Mrs Scozzafava described her father as “very much a local lad”.

He was born on October 6, 1923 in Little Stoke and attended Stoke Row Primary School.

Mrs Scozzafava said: “One of his first memories is of his headmistress rushing into the school room holding a letter saying that he had got a scholarship for Henley Grammar School. It was a fee-paying school then so he wouldn’t have been able to go otherwise.”

Mr Seymour was nine when he started at the grammar, where he excelled at sports and represented the school at cricket and rugby.

After leaving school in 1939, he worked in the accounts department of Great Western Railway, based first in Paddington and then in Aldermaston. The Second World War was in its second year when on his 18th birthday in 1941, Mr Seymour volunteered at the RAF Office in Reading.

He was immediately sent to Skegness and then on to Lincoln Technical College to become a qualified radio technician.

As one of the top 10 graduates from the course, he was posted to London to work on a secret new technology — radar.

From there, he was seconded to coastal command and then, in 1942, to Scotland to join one of two squadrons working on the development of a “bouncing” bomb.

After short spells at Thorny Island and RAF Chivenor, he set off for Australia via Malta and the Suez Canal, arriving at RAAF Narromine in New South Wales on Christmas Eve 1944.

Mr Seymour returned to the UK in 1946 and worked at Caversham Park listening station, servicing radio equipment. At the London Olympics in 1948, he worked with foreign journalists and commentators demonstrating how to use BBC microphones.

Mr Seymour was a keen hockey player and one of the founding members of Henley Hockey Club, where he met his future wife Sylvia Morris.

In the summer of 1951 along with 20 other members of the club, he helped convert a former Birmingham Corporation bus the group bought for £65 for a trip to the south of France.

They modified it by replacing the seats, adding a rooftop luggage rack and undercarriage water tank and installing a kitchen.

The group departed from Market Place on August 24, 1951 for a two-week trip in the sunshine.

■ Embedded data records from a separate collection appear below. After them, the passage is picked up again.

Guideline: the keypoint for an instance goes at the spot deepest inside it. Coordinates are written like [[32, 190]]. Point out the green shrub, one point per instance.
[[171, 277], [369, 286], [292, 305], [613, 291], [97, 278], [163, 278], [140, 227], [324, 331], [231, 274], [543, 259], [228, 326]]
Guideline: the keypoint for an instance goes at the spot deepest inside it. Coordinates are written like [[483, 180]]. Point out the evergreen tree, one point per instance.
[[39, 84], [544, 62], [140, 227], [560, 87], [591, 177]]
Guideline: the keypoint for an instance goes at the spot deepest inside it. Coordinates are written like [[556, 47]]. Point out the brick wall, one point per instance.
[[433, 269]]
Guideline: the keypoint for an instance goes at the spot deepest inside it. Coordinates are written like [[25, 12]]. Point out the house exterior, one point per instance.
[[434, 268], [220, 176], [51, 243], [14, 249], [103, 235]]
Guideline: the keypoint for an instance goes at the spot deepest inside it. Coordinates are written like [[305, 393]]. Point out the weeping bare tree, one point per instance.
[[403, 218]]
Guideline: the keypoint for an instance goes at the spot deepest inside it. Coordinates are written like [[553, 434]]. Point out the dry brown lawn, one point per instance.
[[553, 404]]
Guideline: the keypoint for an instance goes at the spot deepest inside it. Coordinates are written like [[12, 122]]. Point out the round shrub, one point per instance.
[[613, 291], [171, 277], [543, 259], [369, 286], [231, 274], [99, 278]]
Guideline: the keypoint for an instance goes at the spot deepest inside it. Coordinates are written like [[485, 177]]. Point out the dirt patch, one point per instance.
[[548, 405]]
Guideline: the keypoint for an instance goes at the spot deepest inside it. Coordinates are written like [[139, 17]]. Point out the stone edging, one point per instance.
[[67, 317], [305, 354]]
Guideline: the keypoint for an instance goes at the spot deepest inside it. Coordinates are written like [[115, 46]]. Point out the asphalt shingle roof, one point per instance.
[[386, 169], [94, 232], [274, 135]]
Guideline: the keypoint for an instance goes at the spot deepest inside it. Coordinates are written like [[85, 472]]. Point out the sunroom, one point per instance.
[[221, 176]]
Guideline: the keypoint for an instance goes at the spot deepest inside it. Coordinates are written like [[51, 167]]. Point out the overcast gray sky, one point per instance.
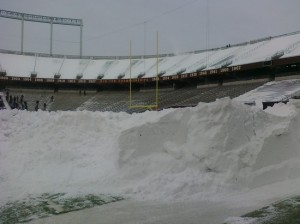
[[183, 25]]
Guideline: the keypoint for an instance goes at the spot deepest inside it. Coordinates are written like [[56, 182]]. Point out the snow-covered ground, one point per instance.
[[189, 165], [272, 92]]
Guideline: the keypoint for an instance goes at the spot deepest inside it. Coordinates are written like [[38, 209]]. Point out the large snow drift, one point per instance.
[[185, 154]]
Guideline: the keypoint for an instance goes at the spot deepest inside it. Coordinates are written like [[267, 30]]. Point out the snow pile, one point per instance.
[[272, 92], [183, 154]]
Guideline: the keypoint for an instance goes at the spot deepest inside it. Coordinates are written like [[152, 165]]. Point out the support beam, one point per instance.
[[51, 36], [81, 28]]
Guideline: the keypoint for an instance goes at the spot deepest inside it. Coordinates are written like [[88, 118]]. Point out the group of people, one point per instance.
[[16, 102]]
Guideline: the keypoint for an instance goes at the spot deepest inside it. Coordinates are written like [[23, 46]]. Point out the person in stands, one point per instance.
[[36, 106]]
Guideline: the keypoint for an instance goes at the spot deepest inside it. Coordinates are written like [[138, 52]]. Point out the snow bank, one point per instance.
[[182, 154]]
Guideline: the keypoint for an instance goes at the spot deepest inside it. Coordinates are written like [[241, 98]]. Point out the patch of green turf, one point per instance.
[[283, 212], [50, 204]]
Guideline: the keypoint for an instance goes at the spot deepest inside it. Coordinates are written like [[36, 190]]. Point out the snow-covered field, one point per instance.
[[189, 165]]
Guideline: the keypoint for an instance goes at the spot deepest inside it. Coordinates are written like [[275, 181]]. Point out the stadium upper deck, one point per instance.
[[271, 51]]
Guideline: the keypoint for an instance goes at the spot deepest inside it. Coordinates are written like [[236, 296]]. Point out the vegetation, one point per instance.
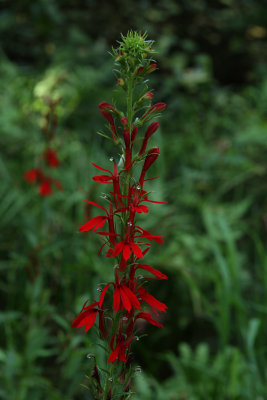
[[212, 57]]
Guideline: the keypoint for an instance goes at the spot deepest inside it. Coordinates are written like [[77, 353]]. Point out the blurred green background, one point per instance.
[[212, 57]]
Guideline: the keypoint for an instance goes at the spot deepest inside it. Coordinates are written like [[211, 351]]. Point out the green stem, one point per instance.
[[125, 192]]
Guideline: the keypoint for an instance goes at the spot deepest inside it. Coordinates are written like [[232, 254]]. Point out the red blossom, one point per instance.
[[154, 109], [149, 132], [151, 157], [120, 350], [148, 318]]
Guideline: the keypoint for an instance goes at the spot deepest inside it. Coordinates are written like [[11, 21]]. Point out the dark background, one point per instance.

Mrs Scozzafava said: “It took so long for them to get there that they were only there for a few days before they came back.

“People didn’t do that sort of thing back then — my mother was surprised her parents even let her go.”

The group returned with a mascot “Ambre”, a lifesize cardboard cut-out of a woman in a bikini promoting suntan lotion, and were photographed for the Henley Standard.

This is said to be the reason why amber shirts were adopted when the same group formed Henley Hockey Club a few weeks later.

Mrs Scozzafava said: “For both of my parents, the hockey club was their social life. They would go on theatre trips or to the river. My mum had a punt so during the festival they would all climb in and watch the fireworks.”

The couple were married at St Mary’s Church in Henley in 1955 and built their house, Halfacre, while living on a caravan on the site.

Mr Seymour, who worked as an electrical engineer at AERE Harwell, undertook a bricklaying course and would work on the house in the morning before he left for work.

Helped by members of the hockey club, the couple finished the house in 1958. The only work they outsourced was the plastering.

Mrs Scozzafava said: “They dug a swimming pool in the back garden which was a massive magnet for all the children in the lane.

“It was a very special time — everyone helped each other out.”

Mr Seymour became an active member of the Friends of Peppard School, which his children attended, and along with neighbours in Church Lane built a freestanding group study room which is now an office..

He was also a keen supporter of the scouting movement, becoming assistant county commissioner for cubs and then county commissioner for scouts.

Mr Seymour retired from AERE in 1983 to set up his own successful business, Nucleonic Consultants, which he ran for the next 20 years, first from a workshop in Woodley and then from home.